Organizations dealing with large amounts of data often struggle to ensure that the data remains of high quality. according to a survey According to Great Expectations, which creates open source tools for testing data, 77% of companies have data quality issues and 91% believe it is affecting their performance.
In light of that, unsurprisingly, business has been pretty healthy for vendors who sell data-observing software and services, which help an organization understand the health and state of its data. Last year, in the span of a week, just three companies in the data observation space (Cribl, Monte Carlo, and Coralogix) raised more than $400 million.
Suggesting that the market is not yet oversaturated, another data observability startup secured venture capital this week: Whistle. Today, the company announced that it raised €12 million (~$12.7 million) in a Series A funding round led by EQT Ventures with the participation of existing investors.
Sifflet was founded in June 2021 by Salma Bakouk, a former Goldman Sachs vice president in the sales and trading department. She teamed up with software engineers Wissem Fathallah (formerly at Uber and Amazon) and Wajdi Fathallah to launch an MVP, which evolved into a full data observability product.
“Sifflet is a data observation platform meant to help companies build trust in their data,” Bakouk told TechCrunch in an email interview. “Their platform sits on top of the data stack, providing 360-degree monitoring of data assets.”
With Sifflet, companies can collect information at different layers of their data stack, from the data ingestion stages to transformation and consumption. The platform automatically monitors data, metadata, and data pipelines for evidence that something might be wrong, such as a sudden drop in quality.
Sifflet maintains a lineage of making it easy for data engineers to perform root cause analysis. As Bakouk explains, AI is central to this process.
“AI is used in our monitoring engines, data classification and context enrichment,” he said. “Our models are pre-trained based on various types of data sets from different industries and dynamics, and are regularly re-trained when deployed to account for the particulars of the client environment and mitigate any training bias.”
So given the competition in the data observability space, can Sifflet reasonably compete? His investors clearly believe he can. A more objective measure is the size of Sifflet’s customer base, but Bakouk declined to disclose this. However, he said Sifflet counts brands like Carrefour, Nextbite and ShopBack among its current clients.
“Sifflet’s approach is specifically designed to be inclusive of the majority of data professionals, both technical and non-technical,” Bakouk said. “In today’s economic environment, where businesses are faced with difficult decisions, data-driven decision making is the norm and data incidents are simply not tolerated.”
It’s hard to argue with this last point. According to Gartner, poor data quality cost organizations an average of $12.9 million each year. In addition, data engineers spend two days a week fighting bad data, a survey of Monte Carlo found.

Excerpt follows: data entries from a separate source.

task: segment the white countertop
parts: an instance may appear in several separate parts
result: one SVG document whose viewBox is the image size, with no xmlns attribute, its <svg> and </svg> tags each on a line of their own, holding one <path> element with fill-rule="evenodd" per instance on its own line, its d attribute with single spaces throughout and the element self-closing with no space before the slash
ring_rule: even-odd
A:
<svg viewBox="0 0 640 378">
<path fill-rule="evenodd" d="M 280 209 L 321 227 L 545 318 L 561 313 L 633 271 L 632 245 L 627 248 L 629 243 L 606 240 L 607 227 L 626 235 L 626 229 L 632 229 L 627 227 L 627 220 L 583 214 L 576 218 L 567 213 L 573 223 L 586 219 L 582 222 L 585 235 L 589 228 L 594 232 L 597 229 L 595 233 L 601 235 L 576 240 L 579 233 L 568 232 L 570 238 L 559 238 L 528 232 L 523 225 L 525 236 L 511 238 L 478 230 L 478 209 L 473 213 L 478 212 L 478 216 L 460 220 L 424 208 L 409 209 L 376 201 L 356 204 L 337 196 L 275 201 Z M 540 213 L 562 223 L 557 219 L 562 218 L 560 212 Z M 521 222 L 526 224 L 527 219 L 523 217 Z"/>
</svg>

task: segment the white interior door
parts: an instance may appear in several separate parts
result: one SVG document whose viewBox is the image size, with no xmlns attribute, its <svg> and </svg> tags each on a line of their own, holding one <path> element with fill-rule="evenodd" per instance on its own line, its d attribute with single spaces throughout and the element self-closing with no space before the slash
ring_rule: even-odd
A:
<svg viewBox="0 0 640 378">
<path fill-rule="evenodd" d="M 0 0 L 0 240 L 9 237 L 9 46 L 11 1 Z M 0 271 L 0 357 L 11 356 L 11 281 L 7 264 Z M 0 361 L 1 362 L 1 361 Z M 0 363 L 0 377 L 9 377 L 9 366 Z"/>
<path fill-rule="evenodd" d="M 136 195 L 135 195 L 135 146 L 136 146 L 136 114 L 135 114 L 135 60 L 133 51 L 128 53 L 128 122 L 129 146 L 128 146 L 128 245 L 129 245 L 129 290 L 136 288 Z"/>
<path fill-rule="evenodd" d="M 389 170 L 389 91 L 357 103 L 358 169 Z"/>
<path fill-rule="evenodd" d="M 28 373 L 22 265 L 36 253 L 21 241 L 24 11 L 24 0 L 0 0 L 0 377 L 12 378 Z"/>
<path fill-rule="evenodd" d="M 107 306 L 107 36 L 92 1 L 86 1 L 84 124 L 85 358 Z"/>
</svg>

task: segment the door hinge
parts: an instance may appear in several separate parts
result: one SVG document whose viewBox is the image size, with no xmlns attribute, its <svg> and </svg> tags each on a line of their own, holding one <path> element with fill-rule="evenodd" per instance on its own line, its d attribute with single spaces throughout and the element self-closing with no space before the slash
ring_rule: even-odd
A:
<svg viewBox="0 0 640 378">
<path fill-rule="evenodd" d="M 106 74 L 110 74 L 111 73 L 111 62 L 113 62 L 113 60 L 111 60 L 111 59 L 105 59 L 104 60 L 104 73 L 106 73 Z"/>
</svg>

“The slowdown in the economy is actually a huge catalyst for data adoption. Businesses need to take uncertainty out of the equation when making tough decisions and data reliability is key,” Bakouk said. “In the company’s position, we value capital efficiency and look for strategic ways to grow. The fact that we had a laser-sharp vision of the product from day one allowed us to focus and be quick to execute and avoid costly changes.”
Paris-based Sifflet, which has raised €15 million (~$15.85 million) to date, plans to increase its merchandising efforts in Europe, the Middle East, Asia and the US and continue to invest in products and engineering. It currently has 28 employees and is aiming to more than double that number by the end of the year.